Examples: \( \sqrt{2} \), \( \sqrt{3} \), \( \sqrt{5} \), \( \sqrt{7} \), \( \sqrt{11} \), \( \sqrt{13} \) — none can be simplified. The “all surds can be simplified” misconception leads students to attempt false simplifications such as writing \( \sqrt{7} = \sqrt{1 \times 7} = 1\sqrt{7} \) (which is pointless) or incorrectly factoring primes.

The student has applied the “addition under the root” misconception, incorrectly assuming \( \sqrt{a} + \sqrt{b} = \sqrt{a + b} \). There is no such rule — you cannot add the radicands of separate surds. The correct approach is to first simplify \( \sqrt{12} = \sqrt{4 \times 3} = 2\sqrt{3} \), then collect like surds: \( \sqrt{3} + 2\sqrt{3} = 3\sqrt{3} \).

Checking: \( \sqrt{15} \approx 3.87 \) while \( 3\sqrt{3} \approx 5.20 \) — these are clearly different values. The multiplication rule \( \sqrt{a} \times \sqrt{b} = \sqrt{ab} \) does work, but students must not confuse it with addition.

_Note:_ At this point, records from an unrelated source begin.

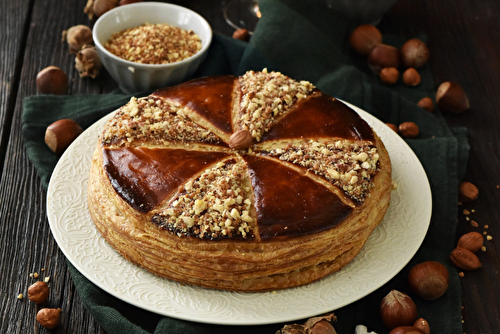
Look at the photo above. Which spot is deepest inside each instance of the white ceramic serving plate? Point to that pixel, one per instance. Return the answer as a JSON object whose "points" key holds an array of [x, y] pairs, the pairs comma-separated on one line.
{"points": [[135, 77], [388, 249]]}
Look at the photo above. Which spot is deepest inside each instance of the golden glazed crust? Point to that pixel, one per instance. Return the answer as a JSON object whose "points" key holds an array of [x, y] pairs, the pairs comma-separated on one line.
{"points": [[218, 222]]}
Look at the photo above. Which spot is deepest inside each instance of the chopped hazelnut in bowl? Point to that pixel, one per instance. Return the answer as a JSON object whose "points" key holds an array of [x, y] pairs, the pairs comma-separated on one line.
{"points": [[149, 45]]}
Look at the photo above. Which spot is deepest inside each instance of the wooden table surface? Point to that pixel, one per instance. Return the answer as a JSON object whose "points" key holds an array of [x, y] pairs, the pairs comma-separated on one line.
{"points": [[464, 39]]}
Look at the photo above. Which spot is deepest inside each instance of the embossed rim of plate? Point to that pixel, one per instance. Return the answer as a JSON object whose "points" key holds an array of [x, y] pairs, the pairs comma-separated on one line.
{"points": [[388, 249]]}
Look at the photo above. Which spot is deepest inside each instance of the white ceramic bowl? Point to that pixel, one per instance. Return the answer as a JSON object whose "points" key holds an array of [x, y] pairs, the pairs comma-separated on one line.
{"points": [[135, 77]]}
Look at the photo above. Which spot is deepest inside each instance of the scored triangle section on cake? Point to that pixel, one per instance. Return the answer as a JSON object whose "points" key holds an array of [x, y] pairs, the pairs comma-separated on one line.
{"points": [[290, 203], [145, 177], [215, 205], [210, 97], [266, 97], [320, 116], [156, 121]]}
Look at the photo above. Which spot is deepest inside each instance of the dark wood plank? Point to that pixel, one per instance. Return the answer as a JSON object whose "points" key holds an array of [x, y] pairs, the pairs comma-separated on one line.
{"points": [[31, 247], [12, 40], [463, 40]]}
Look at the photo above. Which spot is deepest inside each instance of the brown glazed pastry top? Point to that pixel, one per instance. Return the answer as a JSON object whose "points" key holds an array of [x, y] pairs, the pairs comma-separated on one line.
{"points": [[310, 165]]}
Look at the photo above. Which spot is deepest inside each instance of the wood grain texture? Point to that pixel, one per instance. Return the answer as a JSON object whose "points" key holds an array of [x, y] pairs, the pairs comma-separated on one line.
{"points": [[462, 37]]}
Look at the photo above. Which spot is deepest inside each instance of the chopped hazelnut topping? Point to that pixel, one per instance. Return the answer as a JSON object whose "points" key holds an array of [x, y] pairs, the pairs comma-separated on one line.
{"points": [[154, 44], [156, 121], [215, 205]]}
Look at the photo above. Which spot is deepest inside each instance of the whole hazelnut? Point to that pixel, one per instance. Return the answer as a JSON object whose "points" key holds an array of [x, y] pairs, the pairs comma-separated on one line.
{"points": [[77, 36], [411, 77], [60, 134], [426, 103], [52, 80], [240, 140], [38, 292], [241, 34], [451, 97], [49, 317], [472, 241], [389, 75], [323, 327], [381, 56], [423, 325], [406, 330], [87, 62], [414, 53], [398, 309], [364, 38], [467, 192], [392, 127], [464, 259], [409, 130], [99, 7], [429, 280]]}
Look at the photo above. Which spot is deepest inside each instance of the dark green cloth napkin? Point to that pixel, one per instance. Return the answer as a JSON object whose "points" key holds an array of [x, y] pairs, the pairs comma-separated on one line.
{"points": [[304, 41]]}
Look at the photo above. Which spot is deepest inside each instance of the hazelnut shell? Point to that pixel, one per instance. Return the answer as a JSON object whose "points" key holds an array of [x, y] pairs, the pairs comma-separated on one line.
{"points": [[382, 56], [406, 330], [414, 53], [389, 75], [426, 103], [411, 77], [398, 309], [429, 279], [467, 192], [242, 35], [49, 317], [409, 130], [423, 325], [240, 140], [451, 97], [464, 259]]}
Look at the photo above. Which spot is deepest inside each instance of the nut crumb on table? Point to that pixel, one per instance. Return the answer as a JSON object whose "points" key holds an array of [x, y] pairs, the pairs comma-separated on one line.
{"points": [[154, 44]]}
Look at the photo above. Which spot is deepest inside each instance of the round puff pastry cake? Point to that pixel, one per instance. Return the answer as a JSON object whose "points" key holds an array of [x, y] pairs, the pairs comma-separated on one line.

The student forgot to apply the power to the coefficient. When squaring a product, you must square every part inside the bracket: \( (ab)^2 = a^2b^2 \). The “cancelling” logic only works on the surd part, not the whole expression.

The correct calculation is \( 3^2 \times (\sqrt{2})^2 = 9 \times 2 = 18 \). Forgetting to square the integer coefficient is an incredibly common structural error in surds.

The student has made the “extracting a non-square factor” error. They split \( 18 = 3 \times 6 \) and moved the 3 outside the root, as if \( \sqrt{3 \times 6} = 3\sqrt{6} \). But \( \sqrt{3 \times 6} = \sqrt{3} \times \sqrt{6} \), not \( 3\sqrt{6} \). To take a number outside the square root, it must be a perfect square: you extract its square root, not the number itself.

The correct simplification uses the largest perfect square factor: \( 18 = 9 \times 2 = 3^2 \times 2 \), so \( \sqrt{18} = \sqrt{9} \times \sqrt{2} = 3\sqrt{2} \). Checking: \( 3\sqrt{6} \approx 7.35 \) while \( 3\sqrt{2} \approx 4.24 \) — the student’s answer is significantly larger than the correct value.

The student has made the “multiply only the denominator” error when rationalising. They correctly identified that \( \sqrt{5} \times \sqrt{5} = 5 \), but only multiplied the denominator — this changes the value of the fraction. To keep the value unchanged, both numerator and denominator must be multiplied by the same amount: \( \frac{1 \times \sqrt{5}}{\sqrt{5} \times \sqrt{5}} = \frac{\sqrt{5}}{5} \).

Checking: \( \frac{1}{5} = 0.2 \), while the original \( \frac{1}{\sqrt{5}} \approx 0.447 \). The student has roughly halved the value. The correct answer \( \frac{\sqrt{5}}{5} \approx 0.447 \) matches the original, confirming the value is preserved.

Multiplying by \( \sqrt{3} \) does not eliminate the surd from a binomial (two-term) denominator. The student gets \( 2\sqrt{3} + 3 \) on the bottom, which is still irrational!

To rationalise a two-term denominator, you must multiply the numerator and denominator by its conjugate, \( 2 – \sqrt{3} \). This uses the difference of two squares to eliminate the surds entirely: \( (2 + \sqrt{3})(2 – \sqrt{3}) = 4 – 3 = 1 \). So the correct answer is \( 3(2 – \sqrt{3}) \) or \( 6 – 3\sqrt{3} \).